La sindaca Appendino: “Niente elemosina ai mendicanti”

L'esponente Cinque Stelle ha dato ragione al suo comandante dei vigili che invitava i torinesi a non fare la carità: "Lo dico anch'io dal 2018"

La sindaca Appendino: “Niente elemosina ai mendicanti”
Cronaca 02 Febbraio 2021 ore 07:15

Elemosina ai mendicanti: anche la sindaca Appendino dice no. Con un’uscita che forse avrà sorpreso qualcuno, la prima cittadina torinese ha dato ragione al suo comandante dei vigili che nei giorni scorsi aveva stigmatizzato l’abitudine di elargire spiccioli ai poveri. Lo riportano i colleghi di primaTorino.it

“Non fate la carità”

Il capo dei “cìvichEmiliano Bezzon era stato travolto dalle polemiche perché aveva chiesto ai cittadini torinesi di non dare elemosine a clochard o sedicenti zingare bisognose. Ciò perché, secondo questa interpretazione, aiuterebbe gli accattoni a tirare avanti con (a malapena) il minimo indispensabile invece di convincerli a cambiar vita. Una tesi sposata, in passato, anche da molti altri esponenti politici (fece scalpore l’uscita della vicesindaca di ComoAlessandra Locatelli) e non. Anche il mondo ecclesiastico si divide: più di un parroco, sempre poi puntualmente discusso quando non contestato, in non tutte le parrocchie ha voluto sensibilizzare i fedeli rispetto a presunti poveri che chiedono soldi fuori dalle chiese. Adesso la presa di posizione di Chiara Appendino (M5S) che forse non tutti si aspettavano.

Posizione inattesa

La Appendino difende dunque il suo comandante dei vigili urbani. Con queste dichiarazioni, diramate nel circuito mediatico:

“Non accetto la narrazione di chi dice che rincorriamo il comandante, visto che avevo detto di non fare elemosina ai senzatetto già il 1° settembre 2018. Ribadisco la paternità di un ragionamento che vede nell’elemosina un rischio e non uno strumento di sussistenza. Dare denaro a chi sta in strada finisce per alimentare, non sempre, dipendenze o nella peggiore delle ipotesi il racket. Lo penso e lo riconfermo”.

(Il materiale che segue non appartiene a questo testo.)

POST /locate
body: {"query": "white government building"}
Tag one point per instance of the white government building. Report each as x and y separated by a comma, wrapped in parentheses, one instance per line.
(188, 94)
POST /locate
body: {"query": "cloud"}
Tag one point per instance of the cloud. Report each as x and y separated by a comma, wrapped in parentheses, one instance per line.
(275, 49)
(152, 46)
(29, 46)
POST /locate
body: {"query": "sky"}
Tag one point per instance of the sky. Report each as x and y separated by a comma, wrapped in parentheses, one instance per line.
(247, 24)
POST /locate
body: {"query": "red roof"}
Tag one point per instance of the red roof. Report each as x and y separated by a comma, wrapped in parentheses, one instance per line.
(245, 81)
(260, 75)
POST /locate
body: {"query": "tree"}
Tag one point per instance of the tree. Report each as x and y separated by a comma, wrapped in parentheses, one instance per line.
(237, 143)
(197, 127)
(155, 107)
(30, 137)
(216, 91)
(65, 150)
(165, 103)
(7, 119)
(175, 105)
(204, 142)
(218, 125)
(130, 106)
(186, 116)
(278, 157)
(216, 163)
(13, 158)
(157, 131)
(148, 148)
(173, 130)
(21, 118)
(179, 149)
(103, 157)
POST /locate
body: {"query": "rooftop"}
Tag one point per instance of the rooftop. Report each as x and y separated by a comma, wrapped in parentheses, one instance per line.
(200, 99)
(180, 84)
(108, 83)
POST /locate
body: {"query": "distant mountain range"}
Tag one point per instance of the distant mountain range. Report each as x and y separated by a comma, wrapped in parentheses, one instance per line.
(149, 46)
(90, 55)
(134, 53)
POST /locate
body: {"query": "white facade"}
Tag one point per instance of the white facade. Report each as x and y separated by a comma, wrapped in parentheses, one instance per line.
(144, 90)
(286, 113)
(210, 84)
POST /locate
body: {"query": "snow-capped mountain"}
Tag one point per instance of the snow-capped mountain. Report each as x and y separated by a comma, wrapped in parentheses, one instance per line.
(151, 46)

Ma la sindaca uscente ha voluto anche dar merito alle tante associazioni di volontariato che quotidianamente si… “sbattono” per aiutare chi ha bisogno:

“Ringrazio chi dona, i volontari, chi aiuta chi è difficoltà. L’elemosina è rischiosa. Il consiglio è di farla tramite le associazioni che conoscono il problema e che vogliono tirare fuori le persone dalla condizione di fragilità e inserirle in un percorso di autonomia. Ogni persona ha la sua storia, ma l’elemosina non è lo strumento per aiutare chi è in difficoltà”.